Mi faceta más neoclásica y contemporánea. Sí interpreté obras neoclásicas a lo largo de mi carrera, pero en los últimos años sentí la necesidad de explorar más esa vertiente contemporánea dentro del ballet académico. Quizás no se comprendió del todo, tal vez porque mi físico me identificaba como bailarina ideal para los clásicos y asumieron que lo demás era prescindible. Pero para mí era importante. No sé si influyeron también las lesiones que arrastré durante años. Me hubiera gustado que el público viera más esta dimensión de mi arte. Era algo que, como artista, me interesaba profundamente desarrollar.

¿Alguna vez sintió que la perfección técnica la alejó de la verdad del personaje?

Ocasionalmente, sí. Cuando enfrentaba dificultades con algún paso en particular, hasta el punto de generar un bloqueo mental. Como bailarina, aspiras a dominar completamente el aspecto técnico antes de subir al escenario.

“Una vez bailarín, siempre bailarín” es una frase hermosa, pero también puede ser una carga. ¿Cómo se preparó Sadaise para dejar atrás el escenario sin que eso signifique dejar atrás quién es? ¿Cómo reinventará esa identidad ahora que el telón bajó por última vez?

Es todavía muy pronto para saber cómo enfrentaré este proceso o cómo será exactamente… Por un lado, será sin duda un desafío, porque para muchos siempre he sido “Sadaise, la Primera Bailarina”, un aura que me ha acompañado y que me llena de orgullo. Por otro, necesitaba este desprendimiento en mi vida, aunque duela. Sé que nunca será una ruptura completa, pero estoy plenamente segura de mi decisión. Hoy me siento serena y satisfecha con esta tranquilidad que tanto buscaba, y, además, estoy ansiosa por explorar lo que viene a continuación.

“Al retirarme el maquillaje, todas estas mujeres me abandonaban y volvía a ser Sadaise”.

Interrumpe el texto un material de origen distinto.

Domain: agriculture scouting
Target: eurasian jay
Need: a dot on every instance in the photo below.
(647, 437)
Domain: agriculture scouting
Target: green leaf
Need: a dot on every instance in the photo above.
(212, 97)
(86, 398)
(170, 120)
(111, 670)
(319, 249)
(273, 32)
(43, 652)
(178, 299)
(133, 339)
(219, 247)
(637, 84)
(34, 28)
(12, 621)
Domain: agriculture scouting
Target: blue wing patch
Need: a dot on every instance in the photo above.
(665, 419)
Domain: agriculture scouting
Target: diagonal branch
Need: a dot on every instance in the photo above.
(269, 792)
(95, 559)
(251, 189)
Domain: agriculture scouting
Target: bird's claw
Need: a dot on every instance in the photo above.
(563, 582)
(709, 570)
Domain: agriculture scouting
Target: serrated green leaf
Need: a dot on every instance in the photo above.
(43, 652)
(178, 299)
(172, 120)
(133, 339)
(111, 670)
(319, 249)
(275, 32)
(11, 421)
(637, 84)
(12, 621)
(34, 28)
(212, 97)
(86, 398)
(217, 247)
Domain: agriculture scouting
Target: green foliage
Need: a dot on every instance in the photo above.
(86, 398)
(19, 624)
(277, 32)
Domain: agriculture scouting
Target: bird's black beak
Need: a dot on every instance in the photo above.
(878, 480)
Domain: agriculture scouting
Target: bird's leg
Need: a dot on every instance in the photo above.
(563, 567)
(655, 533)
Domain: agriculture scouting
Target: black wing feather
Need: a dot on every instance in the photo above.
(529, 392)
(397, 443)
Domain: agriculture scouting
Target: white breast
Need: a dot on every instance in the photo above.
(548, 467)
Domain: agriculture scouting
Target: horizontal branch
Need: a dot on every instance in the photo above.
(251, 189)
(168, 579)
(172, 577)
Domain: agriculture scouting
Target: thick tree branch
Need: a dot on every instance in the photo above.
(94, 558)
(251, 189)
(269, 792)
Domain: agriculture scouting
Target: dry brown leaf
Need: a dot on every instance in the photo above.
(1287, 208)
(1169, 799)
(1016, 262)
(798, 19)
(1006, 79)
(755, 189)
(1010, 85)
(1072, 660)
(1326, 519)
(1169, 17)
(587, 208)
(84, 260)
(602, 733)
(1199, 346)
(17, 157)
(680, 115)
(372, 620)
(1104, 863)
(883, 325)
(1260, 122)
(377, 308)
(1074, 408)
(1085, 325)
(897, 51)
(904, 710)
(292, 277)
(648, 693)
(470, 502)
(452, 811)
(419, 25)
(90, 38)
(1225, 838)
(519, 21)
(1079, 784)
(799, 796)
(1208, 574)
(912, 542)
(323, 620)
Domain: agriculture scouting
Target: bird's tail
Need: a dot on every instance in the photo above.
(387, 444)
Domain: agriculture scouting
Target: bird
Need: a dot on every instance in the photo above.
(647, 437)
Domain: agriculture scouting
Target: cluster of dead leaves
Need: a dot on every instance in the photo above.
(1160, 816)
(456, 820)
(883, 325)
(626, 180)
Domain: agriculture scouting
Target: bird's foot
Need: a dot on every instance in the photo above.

Sadaise Arencibia reconoce que en esta profesión siempre quedan roles por interpretar: la carrera es compleja y depende de múltiples factores externos, no solo del talento individual. Cuando se le pregunta qué consejo daría a una joven aspirante a Primera Bailarina que aún desconoce el precio de ese sueño, responde: “Debe saber que está en un momento privilegiado, con un mundo por descubrir. Que aproveche cada oportunidad, pero también que las busque y luche por ellas. Que construya su camino hasta estar segura de qué es lo que realmente desea y la hace feliz. Y cuando ese día deje de ser suficiente… que tenga la libertad de cerrar ese ciclo y comenzar uno nuevo”.

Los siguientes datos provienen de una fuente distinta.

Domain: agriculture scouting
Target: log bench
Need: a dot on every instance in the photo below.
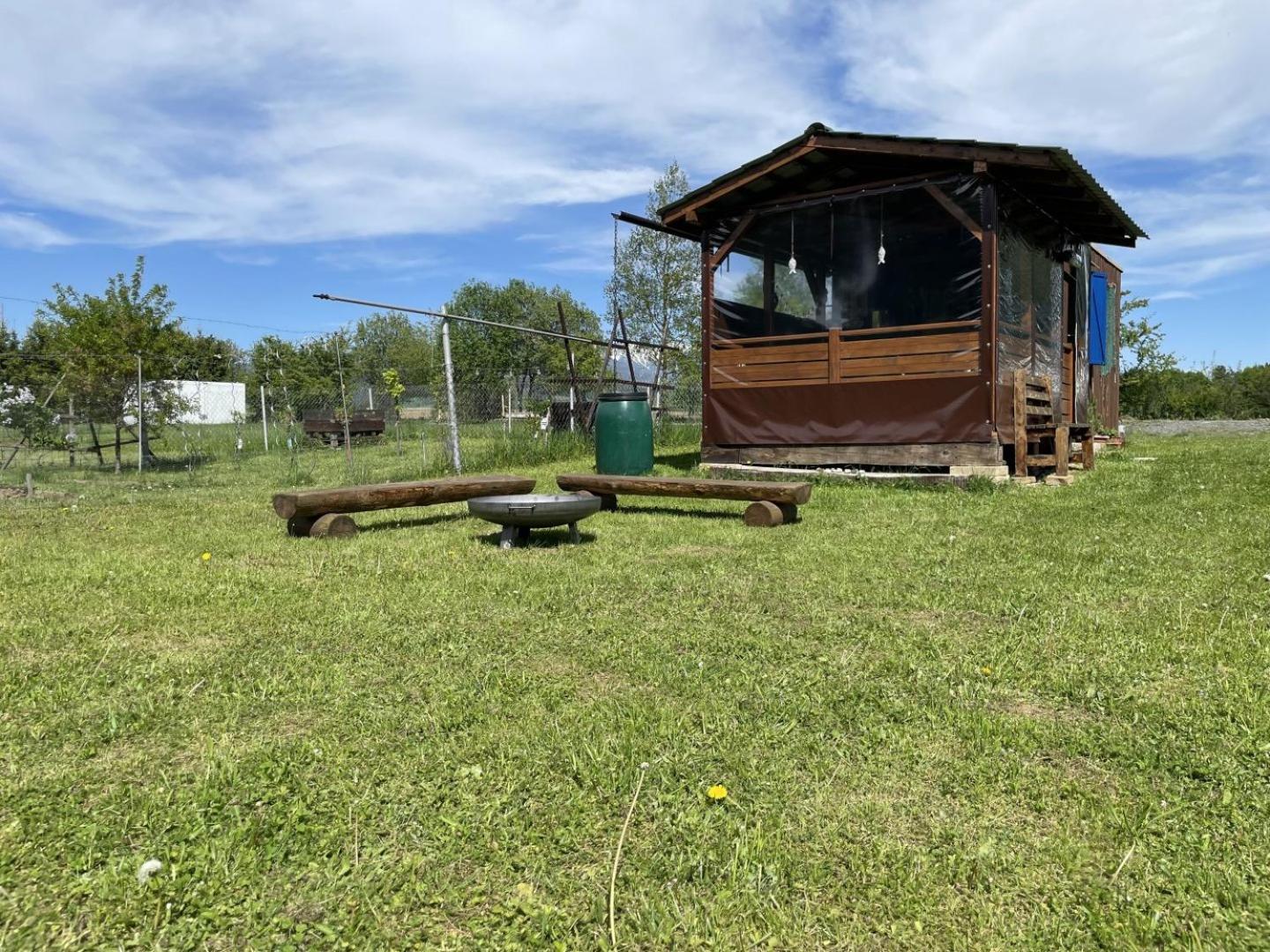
(770, 502)
(323, 512)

La bailarina que fue sigue viva en la mujer que es: transformada, sí, pero fiel a esa niña tímida que un día descubrió en el portal de su casa que el mundo entero podía ser su escenario. Hoy, con la sabiduría forjada entre ovaciones y dolores, puntas perfectas y rodillas vendadas, sabe que la verdadera coreografía de la vida se escribe en la capacidad de reinventarse sin perder el compás.

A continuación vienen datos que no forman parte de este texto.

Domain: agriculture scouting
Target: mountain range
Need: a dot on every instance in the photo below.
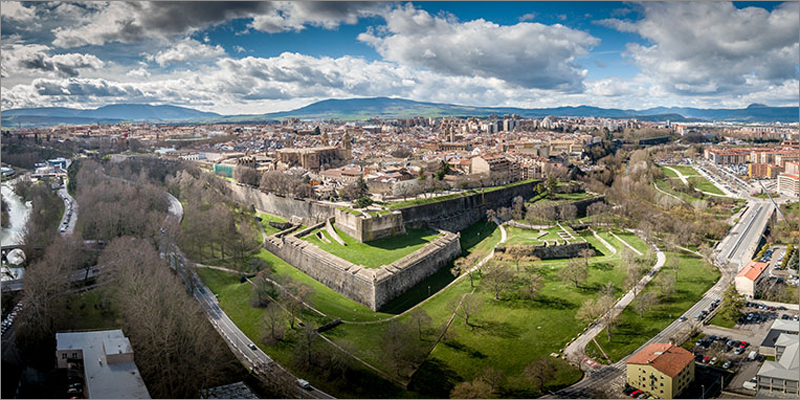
(380, 107)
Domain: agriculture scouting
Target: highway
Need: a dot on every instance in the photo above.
(732, 253)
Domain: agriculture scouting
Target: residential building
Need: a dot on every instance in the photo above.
(782, 376)
(789, 185)
(769, 346)
(748, 280)
(108, 367)
(662, 370)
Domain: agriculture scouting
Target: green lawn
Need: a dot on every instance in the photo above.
(694, 278)
(704, 185)
(375, 253)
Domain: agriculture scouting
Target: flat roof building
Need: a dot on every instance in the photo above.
(107, 356)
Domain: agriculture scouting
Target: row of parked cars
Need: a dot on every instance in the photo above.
(9, 319)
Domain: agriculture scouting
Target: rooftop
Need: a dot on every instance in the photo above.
(120, 380)
(666, 358)
(752, 270)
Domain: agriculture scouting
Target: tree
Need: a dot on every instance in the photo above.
(420, 319)
(540, 371)
(469, 306)
(476, 389)
(498, 278)
(273, 324)
(575, 271)
(533, 283)
(644, 302)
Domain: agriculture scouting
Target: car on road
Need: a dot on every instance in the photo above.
(303, 384)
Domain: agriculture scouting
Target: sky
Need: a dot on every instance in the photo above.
(259, 57)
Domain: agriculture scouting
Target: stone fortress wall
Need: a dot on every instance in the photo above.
(365, 227)
(372, 287)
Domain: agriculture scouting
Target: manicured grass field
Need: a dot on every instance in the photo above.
(374, 254)
(265, 219)
(694, 277)
(704, 185)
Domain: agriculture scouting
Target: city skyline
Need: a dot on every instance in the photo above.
(234, 58)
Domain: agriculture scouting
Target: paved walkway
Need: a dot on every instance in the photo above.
(603, 241)
(626, 243)
(574, 351)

Sadaise deja el escenario, pero no la danza; porque como bien aprendió en estos treinta años de carrera, el ballet no es solo lo que ocurre bajo los focos, sino todo aquello que —como sus brazos etéreos— sigue moviéndose en el aire mucho después de que la música haya terminado. La bailarina deja una lección final: la mayor maestría está en saber cuándo alzar los brazos en arabesque… y cuándo dejarlos caer con gracia para comenzar un nuevo paso.

“Sadaise deja el escenario, pero no la danza…”

Sólo quedan dos preguntas.

Si Alicia Alonso no hubiera dirigido el Ballet Nacional de Cuba, ¿habría sido distinta la carrera de Sadaise Arencibia?

“Claro que habría sido diferente”, responde. “No sé exactamente cómo, pero cuando un solo factor cambia en la vida de alguien, todo se transforma. Es mi forma de verlo”.

Sadaise, si su carrera fuera un ballet, ¿estaríamos en el acto trágico, en el clímax o en una coda serena?

“Un poco de las tres cosas”, confiesa.